When I started college in the Fall of '04, I was at a community college. I didn't think it was the place for me, but while I was in HS, my plans were to go to a college three hours away with my boyfriend, and we would live at his mother's house. Needless to say, the relationship ended and I was stuck at home, working, and going to community college. Fast forward eight years, two other colleges, and countless majors later, I finally graduated with my Bachelor's of Science in Criminal Justice. Yes, I said that it took me eight years to finish my undergrad. And you don't want to know how much I had financed through the federal government and private loan entities. After graduating, I didn't know what I wanted to do. All I knew is that I had six months to figure everything out. And before I graduated with my undergrad, I had also gotten married and had a baby.

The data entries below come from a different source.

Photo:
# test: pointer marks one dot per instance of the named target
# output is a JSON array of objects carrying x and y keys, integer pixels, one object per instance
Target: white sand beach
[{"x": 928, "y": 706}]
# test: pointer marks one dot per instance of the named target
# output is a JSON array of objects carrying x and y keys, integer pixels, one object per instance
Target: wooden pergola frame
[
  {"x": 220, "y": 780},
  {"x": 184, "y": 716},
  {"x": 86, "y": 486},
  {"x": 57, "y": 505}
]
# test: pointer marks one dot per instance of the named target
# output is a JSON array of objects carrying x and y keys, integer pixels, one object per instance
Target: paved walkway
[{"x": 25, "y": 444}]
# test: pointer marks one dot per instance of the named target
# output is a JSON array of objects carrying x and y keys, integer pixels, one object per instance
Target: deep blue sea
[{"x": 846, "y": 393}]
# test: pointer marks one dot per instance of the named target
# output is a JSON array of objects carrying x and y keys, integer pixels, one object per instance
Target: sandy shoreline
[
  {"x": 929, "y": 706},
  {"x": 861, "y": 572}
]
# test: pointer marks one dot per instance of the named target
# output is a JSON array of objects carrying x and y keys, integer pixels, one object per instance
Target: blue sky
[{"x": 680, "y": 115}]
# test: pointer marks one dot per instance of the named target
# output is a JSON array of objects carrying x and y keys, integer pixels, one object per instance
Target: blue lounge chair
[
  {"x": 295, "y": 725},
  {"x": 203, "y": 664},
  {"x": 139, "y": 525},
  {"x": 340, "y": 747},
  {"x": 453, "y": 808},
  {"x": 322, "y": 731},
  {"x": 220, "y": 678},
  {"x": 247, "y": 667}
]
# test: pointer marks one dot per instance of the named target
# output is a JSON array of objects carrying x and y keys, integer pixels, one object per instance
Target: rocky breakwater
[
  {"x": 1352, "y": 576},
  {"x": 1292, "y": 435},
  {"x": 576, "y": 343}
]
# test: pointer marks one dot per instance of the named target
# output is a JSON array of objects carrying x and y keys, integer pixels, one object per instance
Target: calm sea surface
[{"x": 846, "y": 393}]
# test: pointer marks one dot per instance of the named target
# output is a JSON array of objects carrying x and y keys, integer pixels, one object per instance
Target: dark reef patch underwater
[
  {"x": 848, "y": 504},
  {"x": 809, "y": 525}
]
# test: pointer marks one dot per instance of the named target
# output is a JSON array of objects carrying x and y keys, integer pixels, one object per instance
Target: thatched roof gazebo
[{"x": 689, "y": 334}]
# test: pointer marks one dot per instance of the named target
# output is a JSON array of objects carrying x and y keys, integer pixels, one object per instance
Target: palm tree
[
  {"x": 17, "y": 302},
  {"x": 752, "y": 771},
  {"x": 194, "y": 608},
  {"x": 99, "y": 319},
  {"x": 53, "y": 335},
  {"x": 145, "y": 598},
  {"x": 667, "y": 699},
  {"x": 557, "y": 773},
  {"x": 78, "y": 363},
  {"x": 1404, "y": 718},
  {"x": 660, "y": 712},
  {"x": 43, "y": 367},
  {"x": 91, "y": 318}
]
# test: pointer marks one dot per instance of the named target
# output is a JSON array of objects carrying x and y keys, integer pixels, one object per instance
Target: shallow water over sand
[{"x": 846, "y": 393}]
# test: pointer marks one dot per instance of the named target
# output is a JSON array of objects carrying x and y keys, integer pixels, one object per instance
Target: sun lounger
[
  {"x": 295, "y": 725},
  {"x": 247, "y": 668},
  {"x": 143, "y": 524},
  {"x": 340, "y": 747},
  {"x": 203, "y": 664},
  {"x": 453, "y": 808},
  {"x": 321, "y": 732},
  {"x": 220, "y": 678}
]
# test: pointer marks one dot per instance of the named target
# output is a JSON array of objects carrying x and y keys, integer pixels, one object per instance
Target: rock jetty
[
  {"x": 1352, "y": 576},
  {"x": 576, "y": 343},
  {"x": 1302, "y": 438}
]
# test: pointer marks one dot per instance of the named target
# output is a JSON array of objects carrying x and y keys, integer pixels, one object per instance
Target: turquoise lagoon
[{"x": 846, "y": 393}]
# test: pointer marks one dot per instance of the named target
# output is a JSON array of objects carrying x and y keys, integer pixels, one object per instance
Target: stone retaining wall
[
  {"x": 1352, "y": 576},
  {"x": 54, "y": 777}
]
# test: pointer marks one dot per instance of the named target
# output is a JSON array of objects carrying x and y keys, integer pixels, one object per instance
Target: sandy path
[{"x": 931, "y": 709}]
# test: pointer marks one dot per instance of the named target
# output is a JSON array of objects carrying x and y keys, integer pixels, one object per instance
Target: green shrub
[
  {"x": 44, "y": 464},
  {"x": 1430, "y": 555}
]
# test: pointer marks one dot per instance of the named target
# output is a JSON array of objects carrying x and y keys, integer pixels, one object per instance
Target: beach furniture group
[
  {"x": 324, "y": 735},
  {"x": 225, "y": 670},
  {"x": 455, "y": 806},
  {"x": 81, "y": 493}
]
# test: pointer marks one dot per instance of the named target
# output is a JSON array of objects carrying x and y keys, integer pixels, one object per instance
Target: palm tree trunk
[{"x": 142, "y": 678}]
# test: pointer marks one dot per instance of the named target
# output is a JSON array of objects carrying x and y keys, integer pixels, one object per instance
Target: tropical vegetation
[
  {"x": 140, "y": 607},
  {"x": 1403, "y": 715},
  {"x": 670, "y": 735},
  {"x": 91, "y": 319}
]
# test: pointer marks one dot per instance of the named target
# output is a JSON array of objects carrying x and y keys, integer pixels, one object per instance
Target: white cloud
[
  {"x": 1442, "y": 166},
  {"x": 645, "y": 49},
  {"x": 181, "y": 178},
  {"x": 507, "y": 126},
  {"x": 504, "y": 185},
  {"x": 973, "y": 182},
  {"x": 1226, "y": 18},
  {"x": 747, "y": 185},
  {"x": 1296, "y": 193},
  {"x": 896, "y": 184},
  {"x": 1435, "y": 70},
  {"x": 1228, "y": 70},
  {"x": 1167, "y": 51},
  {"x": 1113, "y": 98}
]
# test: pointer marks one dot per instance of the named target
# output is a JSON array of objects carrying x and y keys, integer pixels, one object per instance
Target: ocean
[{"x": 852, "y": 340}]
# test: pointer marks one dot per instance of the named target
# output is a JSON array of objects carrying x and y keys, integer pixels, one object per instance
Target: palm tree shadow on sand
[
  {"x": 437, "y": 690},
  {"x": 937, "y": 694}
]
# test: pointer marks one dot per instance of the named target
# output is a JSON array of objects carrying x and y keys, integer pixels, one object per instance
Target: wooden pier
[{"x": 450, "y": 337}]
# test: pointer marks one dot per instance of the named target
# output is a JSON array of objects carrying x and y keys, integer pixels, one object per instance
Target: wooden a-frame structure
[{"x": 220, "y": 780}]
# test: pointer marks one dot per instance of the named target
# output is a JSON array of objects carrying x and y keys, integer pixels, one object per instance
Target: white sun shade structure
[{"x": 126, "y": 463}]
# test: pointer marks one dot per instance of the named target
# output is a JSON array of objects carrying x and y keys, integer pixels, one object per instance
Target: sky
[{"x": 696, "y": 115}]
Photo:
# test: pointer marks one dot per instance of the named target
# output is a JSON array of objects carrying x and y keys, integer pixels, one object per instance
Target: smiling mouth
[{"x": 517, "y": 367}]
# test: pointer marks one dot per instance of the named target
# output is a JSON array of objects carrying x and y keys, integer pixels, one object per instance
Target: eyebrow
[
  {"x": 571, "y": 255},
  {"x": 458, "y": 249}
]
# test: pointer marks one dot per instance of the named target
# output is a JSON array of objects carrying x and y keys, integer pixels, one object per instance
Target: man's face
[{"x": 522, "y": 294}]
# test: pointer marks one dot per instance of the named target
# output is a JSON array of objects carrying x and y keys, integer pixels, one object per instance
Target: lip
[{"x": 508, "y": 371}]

So there I was... trying to work part-time, trying to be a mom full time, and looking at a hellacious student loan payment... I had two options: either work full time and make payments, thus putting my child in day care that I couldn't afford, or go back to school for my master's.
Guess which one I choose.
But I can tell you that even thought getting my master's was a great accomplishment, I don't think I did it for the right reasons. And I really wish someone would have let me in on a few things before I did it.
1. Know why you are doing it.
Most people actually plan on going to grad school... for me, it was one of those why the hell not. No. I'm kidding. It was because I didn't want to pay my undergrad loans. And because I loved going to school. But grad school is expensive. And time consuming. And will break you in so many ways. So before committing to a program, you need to have an end game. Meaning are you considering grad school because:
- It will advance your position at work?
- It will expand your knowledge on a specific topic?
- The degree will provide more upward mobility at your current employer?
- It will close your achievement gap?
Basically, you need to have a plan, or rather at least an idea of what you want to do with a rather expensive piece of paper.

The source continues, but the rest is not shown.